Lea in vita si è sentita «una giovane madre disperata», stanca di chiedere aiuto, di chiedere protezione. Nessuno, come in tante altre occasioni, ha mai chiesto scusa. Nessuno ha mai telefonato alla madre di Lea, la signora Santina. Il suo memoriale è stato pubblicato solo dopo la sua morte. In questo strano Paese succede sempre tutto dopo. 

 

«Ho bisogno d’aiuto, qualcuno ci aiuti»

Signor Presidente della Repubblica, chi le scrive è una giovane madre, disperata allo stremo delle sue forze, psichiche e mentali in quanto quotidianamente torturata da anni dall’assoluta mancanza di adeguata tutela da parte di taluni liberi professionisti, quali il mio attuale legale che si dice disponibile a tutelarmi e di fatto non risponde neanche alle mie telefonate.

Siamo da circa sette anni in un programma di protezione provvisorio. In casi normali la provvisorietà dura all’incirca un anno, in questo caso si è oltrepassato ogni tempo e, permettetemi, ogni limite, in quanto quotidianamente vengono violati i nostri diritti fondamentali sanciti dalle leggi europee. Il legale assegnatomi dopo avermi fatto figurare come collaboratrice, termine senza che mai e dico mai ho commesso alcun reato in vita mia. […].
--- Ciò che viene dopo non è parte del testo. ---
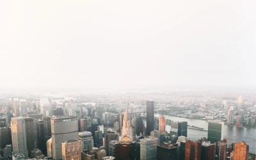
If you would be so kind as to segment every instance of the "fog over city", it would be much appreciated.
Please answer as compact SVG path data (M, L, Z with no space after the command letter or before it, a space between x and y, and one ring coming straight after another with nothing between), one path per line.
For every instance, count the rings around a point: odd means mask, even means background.
M255 86L255 4L2 1L0 88Z

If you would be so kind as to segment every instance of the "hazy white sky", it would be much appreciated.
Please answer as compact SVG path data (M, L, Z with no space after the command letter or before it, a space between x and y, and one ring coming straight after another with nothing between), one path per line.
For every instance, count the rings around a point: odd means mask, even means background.
M256 85L256 1L1 1L0 88Z

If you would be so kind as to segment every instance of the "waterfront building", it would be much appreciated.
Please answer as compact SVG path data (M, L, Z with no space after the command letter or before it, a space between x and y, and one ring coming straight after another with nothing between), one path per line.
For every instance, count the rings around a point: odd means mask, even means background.
M235 143L234 160L248 160L249 145L245 141Z
M154 131L154 102L147 101L147 136L150 136L151 131Z
M77 118L73 116L52 117L51 120L51 125L52 159L61 159L61 143L78 138L78 122Z
M23 117L13 117L11 121L12 140L13 154L22 154L28 157L25 120Z
M159 117L159 134L165 134L165 127L166 125L166 119L165 118L164 116L161 116Z
M214 144L203 141L201 145L201 160L214 160Z
M219 160L226 160L227 142L226 139L218 142L218 148L219 150Z
M209 121L208 122L207 140L213 143L223 139L222 128L223 122Z
M61 143L63 160L81 160L81 141L77 140L65 141Z
M171 122L170 136L188 136L188 122Z
M157 157L158 138L148 138L140 140L140 159L155 160Z
M78 140L81 141L81 152L84 150L89 152L93 147L93 138L92 132L88 131L79 132Z
M201 160L201 143L196 141L186 141L185 160Z

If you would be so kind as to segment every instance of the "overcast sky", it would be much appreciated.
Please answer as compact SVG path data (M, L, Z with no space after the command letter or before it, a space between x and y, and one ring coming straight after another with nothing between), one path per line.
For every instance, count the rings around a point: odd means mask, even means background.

Dopo numerose minacce psichiche, verbali e mentali di denunciare tutti. Vengo ascoltata da un magistrato dopo un mese delle mie dichiarazioni in presenza di un maresciallo e di un legale assegnatomi, mi dissero che bisognava aspettare di trovare un magistrato che non fosse corrotto dopo oltre un mese passato scappando di città in città per ovvie paure e con una figlia piccola, i carabinieri ci condussero alla procura della Repubblica di C. (Catanzaro, nda) e lì fui sentita in presenza di un avvocato assegnatomi dalla stessa procura.

Questi mi comunicarono di figurare come collaboratore, premetto di non aver nessuna conoscenza giuridica, pertanto il termine di collaboratore per una persona ignorante, era corretto in quanto stavo collaborando al fine di arrestare dei criminali mafiosi. Dopo circa tre anni il mio caso passa ad un altro magistrato e da lui appresi di essere stata mal tutelata dal mio legale.

Oggi mi ritrovo, assieme a mia figlia isolata da tutto e da tutti, ho perso tutto, la mia famiglia, ho perso il mio lavoro (anche se precario) ho perso la casa, ho perso i miei innumerevoli amici, ho perso ogni aspettativa di futuro, ma questo lo avevo messo in conto, sapevo a cosa andavo incontro facendo una scelta simile.

Quello che non avevo messo in conto e che assolutamente immaginavo, e non solo perché sono una povera ignorante con a mala pena un attestato di licenza media inferiore, ma perché pensavo sinceramente che denunciare fosse l’unico modo per porre fine agli innumerevoli soprusi […].  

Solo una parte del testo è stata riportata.